What are milia?
A milium is a small cyst containing keratin (skin protein); they are usually multiple and are then known as milia. These harmless cysts present as tiny pearly-white bumps just under the surface of the skin.
Clinical features of milia
Milia are common in all ages and both sexes. They most often arise on the face, and are particularly prominent on the eyelids and cheeks, but they may occur elsewhere.
There are various kinds of milia.
- Affect 40-50% of newborn babies
- Few to numerous lesions
- Often seen on the nose, but may also arise inside the mouth on the mucosa (Epstein pearls) or palate (Bohn nodules) or more widely on scalp, face and upper trunk
- Heal spontaneously within a few weeks of birth.

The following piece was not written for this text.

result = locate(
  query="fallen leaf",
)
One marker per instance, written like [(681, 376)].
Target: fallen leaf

Primary milia in children and adults
- Found around eyelids, cheeks, forehead and genitalia
- In young children, a row of milia may appear along the nasal crease
- May clear in a few weeks or persist for months or longer
- Associated with Rombo syndrome, basal cell naevus syndrome, Bazex-Dupre-Christol syndrome, pachyonychia congenita, Gardner syndrome and other genetic disorders
- May be congenital (present at birth) or appear later in life
Milia en plaque
- Multiple milia appear on within an inflamed plaque up to several centimetres in diamater
- Usually found on eyelid, behind ears, on cheeks or jaw
- Affect children and adults, especially middle-aged women
- Sometimes associated with other skin disease including pseudoxanthoma elasticum, discoid lupus erythematosus, lichen planus
Multiple eruptive milia
- Crops of numerous milia appear over a few weeks to months
- Lesions may be asymptomatic or itchy
- Most often affect face, upper arms and upper trunk
- Occur at site of injury as skin heals
- Arise from eccrine sweat ducts
- Examples include thermal burns, dermabrasion, blistering rashes e.g. bullous pemphigoid
- Often seen on back of hands and fingers in porphyria cutanea tarda
- Milia-like calcified nodule may develop after neonatal heel stick blood test
Milia associated with drugs
- May rarely follow use of topical medication e.g., phenols, hydroquinone, 5-fluorouracil cream, corticosteroid creams
How is the diagnosis made?
Milia have a characteristic appearance. However, on occasion, a skin biopsy may be performed. This shows a small epidermoid cyst coming from a vellus hair follicle.
Milia should be distinguished from other types of cyst, comedones, xanthelasma and syringomas. Colloid milia are golden coloured bumps on cheeks and temples associated with excessive exposure to sunlight.
Milia do not need to be treated unless they are a cause for concern for the patient. They often clear up by themselves within a few months. Where possible, further trauma should be minimised to reduce development of new lesions.
- The lesion may be de-roofed using a sterile needle or blade and the contents squeezed or pricked out.
- They may be destroyed using diathermy and curettage, or cryotherapy.
- For widespread lesions topical retinoids may be helpful.
- Chemical peels, dermabrasion and laser ablation have been reported to be effective when used for very extensive milia.
- Milia en plaque may improve with minocycline (a tetracycline antibiotic).